Fired Up, Ready to Squirt Minced Meat Into Pig Intestines
Fired Up, Ready to Squirt Minced Meat Into Pig Intestines
Palinka in Hungary
Thick chunks of flabby raw meat were slapped down onto the sturdy wooden chopping-board in front of me. A razor-sharp butchers knife with a worn blue handle was thrust into my hand.
As quickly as I could cut the slippery slices, a huge Hungarian chucked them into a hand-powered grinder and pumped the wheel to make sausage meat. The brutal task required elbow grease and grunt, so our team of five took it in turns to process the pork.
All around us were other sausage-makers dressed in colorful costumes, squarely focused on winning first prize at the Csabai Kolbászfesztivál, an annual sausage festival held in the Hungarian town of Békéscsaba, near the Romanian border.
Being a Brit with zero grasp of the Hungarian language, I buried myself in the sausage-making task at hand. Once we had minced 10 kilograms of the stuff, I sat down heavily on the wooden bench as a wave of fatigue passed through my body.
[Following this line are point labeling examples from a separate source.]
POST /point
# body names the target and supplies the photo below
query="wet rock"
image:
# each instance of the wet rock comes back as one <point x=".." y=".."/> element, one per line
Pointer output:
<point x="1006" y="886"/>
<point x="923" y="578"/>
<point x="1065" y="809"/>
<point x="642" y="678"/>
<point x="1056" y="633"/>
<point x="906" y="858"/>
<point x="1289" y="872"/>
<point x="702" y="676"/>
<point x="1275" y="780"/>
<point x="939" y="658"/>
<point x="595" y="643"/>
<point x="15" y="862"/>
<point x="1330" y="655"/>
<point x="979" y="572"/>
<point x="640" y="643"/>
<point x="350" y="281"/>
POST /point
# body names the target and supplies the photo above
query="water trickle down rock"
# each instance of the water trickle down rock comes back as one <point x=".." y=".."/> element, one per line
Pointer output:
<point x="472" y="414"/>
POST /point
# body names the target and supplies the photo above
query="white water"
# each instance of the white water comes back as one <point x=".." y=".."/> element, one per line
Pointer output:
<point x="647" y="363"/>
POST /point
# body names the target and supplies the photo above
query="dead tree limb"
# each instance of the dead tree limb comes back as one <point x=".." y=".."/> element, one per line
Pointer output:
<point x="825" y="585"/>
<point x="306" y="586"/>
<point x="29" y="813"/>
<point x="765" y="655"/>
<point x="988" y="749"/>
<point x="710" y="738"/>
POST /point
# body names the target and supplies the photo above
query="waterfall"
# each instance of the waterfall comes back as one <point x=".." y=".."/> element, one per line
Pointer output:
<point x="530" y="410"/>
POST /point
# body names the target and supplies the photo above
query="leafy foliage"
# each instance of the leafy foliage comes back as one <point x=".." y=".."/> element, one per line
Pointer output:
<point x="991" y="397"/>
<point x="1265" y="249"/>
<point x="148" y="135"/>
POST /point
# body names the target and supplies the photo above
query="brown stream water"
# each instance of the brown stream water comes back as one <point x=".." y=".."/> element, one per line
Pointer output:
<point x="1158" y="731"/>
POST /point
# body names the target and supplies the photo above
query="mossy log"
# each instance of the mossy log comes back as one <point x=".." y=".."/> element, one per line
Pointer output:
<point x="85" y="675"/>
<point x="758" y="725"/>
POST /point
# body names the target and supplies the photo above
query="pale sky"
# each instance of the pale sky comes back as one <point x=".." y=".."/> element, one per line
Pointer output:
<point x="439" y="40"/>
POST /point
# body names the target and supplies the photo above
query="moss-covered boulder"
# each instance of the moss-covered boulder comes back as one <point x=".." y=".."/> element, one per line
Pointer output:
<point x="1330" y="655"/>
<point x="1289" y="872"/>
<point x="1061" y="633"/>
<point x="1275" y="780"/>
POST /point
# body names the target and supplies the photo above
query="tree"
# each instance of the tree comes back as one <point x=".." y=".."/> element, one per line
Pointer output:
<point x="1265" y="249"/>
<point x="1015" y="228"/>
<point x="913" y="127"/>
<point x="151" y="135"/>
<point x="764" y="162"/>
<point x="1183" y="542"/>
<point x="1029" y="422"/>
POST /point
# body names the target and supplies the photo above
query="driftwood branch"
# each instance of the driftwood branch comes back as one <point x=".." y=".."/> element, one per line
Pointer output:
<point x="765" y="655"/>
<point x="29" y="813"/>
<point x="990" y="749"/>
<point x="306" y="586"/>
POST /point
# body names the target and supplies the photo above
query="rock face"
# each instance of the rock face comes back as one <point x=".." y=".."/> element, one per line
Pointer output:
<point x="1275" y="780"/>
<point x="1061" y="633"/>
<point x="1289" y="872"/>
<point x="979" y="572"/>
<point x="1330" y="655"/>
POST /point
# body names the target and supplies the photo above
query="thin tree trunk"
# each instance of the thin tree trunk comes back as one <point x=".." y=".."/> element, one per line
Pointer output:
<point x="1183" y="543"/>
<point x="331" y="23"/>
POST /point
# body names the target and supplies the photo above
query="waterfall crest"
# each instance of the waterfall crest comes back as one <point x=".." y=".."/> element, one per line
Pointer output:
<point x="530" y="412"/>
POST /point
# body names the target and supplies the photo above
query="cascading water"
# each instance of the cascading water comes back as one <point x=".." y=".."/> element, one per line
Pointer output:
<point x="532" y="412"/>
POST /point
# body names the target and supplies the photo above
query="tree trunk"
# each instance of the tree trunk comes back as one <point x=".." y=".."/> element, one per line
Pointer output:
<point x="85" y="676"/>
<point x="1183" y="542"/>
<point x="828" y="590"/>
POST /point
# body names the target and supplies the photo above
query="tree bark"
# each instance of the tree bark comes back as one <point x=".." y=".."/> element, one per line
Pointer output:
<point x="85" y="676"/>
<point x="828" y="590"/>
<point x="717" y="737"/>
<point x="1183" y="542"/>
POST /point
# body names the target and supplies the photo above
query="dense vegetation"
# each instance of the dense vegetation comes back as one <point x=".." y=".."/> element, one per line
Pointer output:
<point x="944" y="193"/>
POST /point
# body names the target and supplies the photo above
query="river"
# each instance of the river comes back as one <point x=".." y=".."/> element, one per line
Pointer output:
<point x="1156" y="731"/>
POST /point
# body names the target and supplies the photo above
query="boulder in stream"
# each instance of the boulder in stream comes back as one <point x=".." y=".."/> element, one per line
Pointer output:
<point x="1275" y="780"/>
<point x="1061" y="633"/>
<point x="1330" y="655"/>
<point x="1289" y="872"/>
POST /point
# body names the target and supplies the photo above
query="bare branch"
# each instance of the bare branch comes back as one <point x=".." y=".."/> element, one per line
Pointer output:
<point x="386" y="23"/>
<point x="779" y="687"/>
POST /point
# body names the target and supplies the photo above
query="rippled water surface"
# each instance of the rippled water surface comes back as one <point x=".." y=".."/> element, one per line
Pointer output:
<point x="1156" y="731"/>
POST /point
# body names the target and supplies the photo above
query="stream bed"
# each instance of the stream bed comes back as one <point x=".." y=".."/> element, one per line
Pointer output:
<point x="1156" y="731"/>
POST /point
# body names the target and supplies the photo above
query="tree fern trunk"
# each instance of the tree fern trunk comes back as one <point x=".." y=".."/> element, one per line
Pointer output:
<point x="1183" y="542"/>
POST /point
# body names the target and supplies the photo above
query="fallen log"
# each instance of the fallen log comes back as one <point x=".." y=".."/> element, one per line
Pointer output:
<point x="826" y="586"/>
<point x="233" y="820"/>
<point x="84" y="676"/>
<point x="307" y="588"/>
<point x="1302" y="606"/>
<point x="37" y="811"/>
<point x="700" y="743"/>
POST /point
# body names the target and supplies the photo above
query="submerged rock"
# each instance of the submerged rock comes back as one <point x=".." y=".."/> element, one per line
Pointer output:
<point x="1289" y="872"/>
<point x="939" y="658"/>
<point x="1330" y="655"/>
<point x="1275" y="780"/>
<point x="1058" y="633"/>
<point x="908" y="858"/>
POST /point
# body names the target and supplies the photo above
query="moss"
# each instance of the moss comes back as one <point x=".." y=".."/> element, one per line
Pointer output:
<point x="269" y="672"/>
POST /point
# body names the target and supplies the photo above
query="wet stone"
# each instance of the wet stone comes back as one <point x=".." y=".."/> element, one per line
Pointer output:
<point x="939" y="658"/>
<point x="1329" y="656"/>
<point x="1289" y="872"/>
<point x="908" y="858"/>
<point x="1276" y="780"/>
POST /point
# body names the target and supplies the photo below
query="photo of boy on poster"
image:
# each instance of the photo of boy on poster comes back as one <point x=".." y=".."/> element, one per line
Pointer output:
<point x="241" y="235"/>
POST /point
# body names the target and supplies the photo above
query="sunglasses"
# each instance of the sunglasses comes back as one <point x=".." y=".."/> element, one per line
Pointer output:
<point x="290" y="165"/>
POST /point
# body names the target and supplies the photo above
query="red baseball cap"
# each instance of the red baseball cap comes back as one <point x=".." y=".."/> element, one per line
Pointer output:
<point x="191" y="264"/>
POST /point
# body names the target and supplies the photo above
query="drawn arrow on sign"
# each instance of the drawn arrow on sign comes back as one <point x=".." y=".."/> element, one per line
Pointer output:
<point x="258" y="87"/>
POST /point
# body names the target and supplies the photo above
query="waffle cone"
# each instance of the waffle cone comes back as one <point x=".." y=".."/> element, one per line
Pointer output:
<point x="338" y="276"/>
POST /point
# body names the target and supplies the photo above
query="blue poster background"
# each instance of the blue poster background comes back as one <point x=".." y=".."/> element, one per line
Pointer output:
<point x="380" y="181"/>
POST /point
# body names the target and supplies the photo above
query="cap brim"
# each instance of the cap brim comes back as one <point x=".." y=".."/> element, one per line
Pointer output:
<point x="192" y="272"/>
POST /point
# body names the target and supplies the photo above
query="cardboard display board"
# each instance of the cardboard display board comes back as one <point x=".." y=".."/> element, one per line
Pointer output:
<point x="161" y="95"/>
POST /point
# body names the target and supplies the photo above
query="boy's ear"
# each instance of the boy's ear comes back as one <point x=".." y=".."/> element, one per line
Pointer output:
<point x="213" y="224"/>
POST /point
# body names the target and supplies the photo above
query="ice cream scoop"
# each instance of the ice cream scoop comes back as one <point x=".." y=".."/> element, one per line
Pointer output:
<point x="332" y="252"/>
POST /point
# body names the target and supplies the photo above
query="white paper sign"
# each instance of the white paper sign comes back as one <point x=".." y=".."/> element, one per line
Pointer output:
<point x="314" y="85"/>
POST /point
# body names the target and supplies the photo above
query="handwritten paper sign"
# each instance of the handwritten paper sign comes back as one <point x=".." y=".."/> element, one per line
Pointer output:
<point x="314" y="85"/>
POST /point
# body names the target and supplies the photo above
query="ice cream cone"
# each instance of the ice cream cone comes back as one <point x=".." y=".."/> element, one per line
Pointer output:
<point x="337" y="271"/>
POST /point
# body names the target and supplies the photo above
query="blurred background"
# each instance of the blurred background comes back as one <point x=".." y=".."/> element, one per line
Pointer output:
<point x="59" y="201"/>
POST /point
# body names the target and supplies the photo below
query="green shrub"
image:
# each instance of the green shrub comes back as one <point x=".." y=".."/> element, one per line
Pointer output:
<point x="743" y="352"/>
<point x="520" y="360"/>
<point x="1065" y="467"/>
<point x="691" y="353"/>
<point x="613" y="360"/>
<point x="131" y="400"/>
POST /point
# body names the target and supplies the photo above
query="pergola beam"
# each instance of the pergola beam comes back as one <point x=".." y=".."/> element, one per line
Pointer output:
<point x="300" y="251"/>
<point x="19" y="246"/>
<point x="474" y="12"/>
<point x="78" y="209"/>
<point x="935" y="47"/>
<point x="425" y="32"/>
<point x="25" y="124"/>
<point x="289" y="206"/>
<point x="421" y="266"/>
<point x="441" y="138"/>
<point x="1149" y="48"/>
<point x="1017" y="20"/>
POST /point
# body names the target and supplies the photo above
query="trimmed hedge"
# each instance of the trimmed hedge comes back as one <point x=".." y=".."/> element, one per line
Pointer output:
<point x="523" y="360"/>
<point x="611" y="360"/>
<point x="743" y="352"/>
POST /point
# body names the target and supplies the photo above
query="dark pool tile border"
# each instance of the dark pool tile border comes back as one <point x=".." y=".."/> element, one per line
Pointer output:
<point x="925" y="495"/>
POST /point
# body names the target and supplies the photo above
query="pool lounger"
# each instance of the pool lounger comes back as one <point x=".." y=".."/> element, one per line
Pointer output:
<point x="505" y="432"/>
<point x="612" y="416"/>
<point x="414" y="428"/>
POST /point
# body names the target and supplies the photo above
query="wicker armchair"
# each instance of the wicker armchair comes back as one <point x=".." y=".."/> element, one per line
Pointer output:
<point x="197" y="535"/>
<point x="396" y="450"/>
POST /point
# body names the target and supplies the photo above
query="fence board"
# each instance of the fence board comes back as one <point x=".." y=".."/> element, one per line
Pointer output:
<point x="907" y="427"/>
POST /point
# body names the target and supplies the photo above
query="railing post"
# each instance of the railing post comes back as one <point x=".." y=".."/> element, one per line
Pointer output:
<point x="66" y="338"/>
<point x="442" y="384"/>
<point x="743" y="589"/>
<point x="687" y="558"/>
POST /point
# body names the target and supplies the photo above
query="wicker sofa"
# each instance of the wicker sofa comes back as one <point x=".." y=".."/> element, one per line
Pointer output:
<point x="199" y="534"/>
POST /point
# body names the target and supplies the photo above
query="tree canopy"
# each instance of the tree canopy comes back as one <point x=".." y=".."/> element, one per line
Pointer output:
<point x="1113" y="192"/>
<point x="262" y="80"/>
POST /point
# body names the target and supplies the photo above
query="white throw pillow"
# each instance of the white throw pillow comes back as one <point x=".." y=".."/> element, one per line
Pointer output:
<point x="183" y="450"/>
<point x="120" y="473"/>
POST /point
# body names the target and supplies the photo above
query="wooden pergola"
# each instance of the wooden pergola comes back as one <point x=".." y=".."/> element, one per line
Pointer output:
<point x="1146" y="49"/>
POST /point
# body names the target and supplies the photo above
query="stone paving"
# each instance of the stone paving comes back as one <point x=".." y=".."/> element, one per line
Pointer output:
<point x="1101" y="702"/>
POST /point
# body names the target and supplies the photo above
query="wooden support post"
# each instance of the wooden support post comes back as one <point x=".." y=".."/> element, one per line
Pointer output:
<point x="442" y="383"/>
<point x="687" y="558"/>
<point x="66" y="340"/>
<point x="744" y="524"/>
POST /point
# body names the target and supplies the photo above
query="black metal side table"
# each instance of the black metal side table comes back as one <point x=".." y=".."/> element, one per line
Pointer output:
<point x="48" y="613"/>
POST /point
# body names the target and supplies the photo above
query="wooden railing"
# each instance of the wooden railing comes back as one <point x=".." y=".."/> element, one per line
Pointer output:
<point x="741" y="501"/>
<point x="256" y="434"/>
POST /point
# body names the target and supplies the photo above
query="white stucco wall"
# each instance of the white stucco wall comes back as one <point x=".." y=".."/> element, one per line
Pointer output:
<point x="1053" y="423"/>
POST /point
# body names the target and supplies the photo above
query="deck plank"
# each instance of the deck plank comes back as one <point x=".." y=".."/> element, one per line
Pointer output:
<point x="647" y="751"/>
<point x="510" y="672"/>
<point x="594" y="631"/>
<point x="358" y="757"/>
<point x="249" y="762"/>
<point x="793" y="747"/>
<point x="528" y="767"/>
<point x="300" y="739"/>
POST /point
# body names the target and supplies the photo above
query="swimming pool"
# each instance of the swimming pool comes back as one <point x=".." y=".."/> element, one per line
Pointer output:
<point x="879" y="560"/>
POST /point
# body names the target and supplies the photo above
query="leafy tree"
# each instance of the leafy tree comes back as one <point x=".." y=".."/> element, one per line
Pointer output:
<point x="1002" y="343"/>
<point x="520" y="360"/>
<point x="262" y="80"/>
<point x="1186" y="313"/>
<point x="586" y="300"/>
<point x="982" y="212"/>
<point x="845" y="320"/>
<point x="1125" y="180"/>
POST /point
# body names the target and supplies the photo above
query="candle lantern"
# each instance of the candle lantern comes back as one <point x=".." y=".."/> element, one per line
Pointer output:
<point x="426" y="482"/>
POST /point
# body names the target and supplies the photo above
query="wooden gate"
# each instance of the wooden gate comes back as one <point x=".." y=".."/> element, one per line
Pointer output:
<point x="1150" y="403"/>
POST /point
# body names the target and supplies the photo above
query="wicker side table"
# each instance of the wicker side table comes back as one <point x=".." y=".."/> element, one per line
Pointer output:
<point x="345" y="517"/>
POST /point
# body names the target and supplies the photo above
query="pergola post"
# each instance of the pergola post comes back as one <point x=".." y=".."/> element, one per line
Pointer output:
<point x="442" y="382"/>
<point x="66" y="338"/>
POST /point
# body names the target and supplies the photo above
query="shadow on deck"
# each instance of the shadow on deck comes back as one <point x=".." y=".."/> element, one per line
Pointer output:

The Hungarian team leader, Zsolt, reached into a basket that lay on the table and fished out five tin shot glasses and an unlabelled glass bottle containing the Hungarian hooch called palinka. He dispensed the clear tonic and everyone stood up, shouted “egészségedre!” and downed the shots.
Sweet when it first touched the lips, this feisty fruity fusion was somehow less fierce than vodka or grappa, but it quickly turned to fire as it worked its way down my throat. That batch was made from plums and, even before the taste of the fruit faded, I felt fired up, ready to squirt the minced meat into pig intestines to produce a sausage-string fit for a king.
As we worked our way through the pile of meat (and the rest of the palinka) I noticed a tall, balding man with a wide smile moving through the crowd. He was in great demand, with every team trying to shake his hand, get a photo and stuff some sausage his way. This man was Pál Győrfi, one of the sausage judges, and a national treasure through his work as the spokesman for the Hungarian ambulance service.
Charismatic and handsome in a way that would work well on the nightly news, Pál stopped near our spot and I jostled through the crowd to meet him and explain that our team was composed of three Hungarians, an American from Philadelphia, and a Londoner.
“It is nice you are here,” he bellowed in English tinted with only a slight Hungarian accent. “Most other people are Hungarian, we should have foreign people, too.”
As the iPhone cameras snapped shots of the two of us I felt all warm and fuzzy inside. Was I a pioneer, an explorer of some kind, or was that just the afterglow of the palinka, ignited by a sprinkling of celebrity stardust?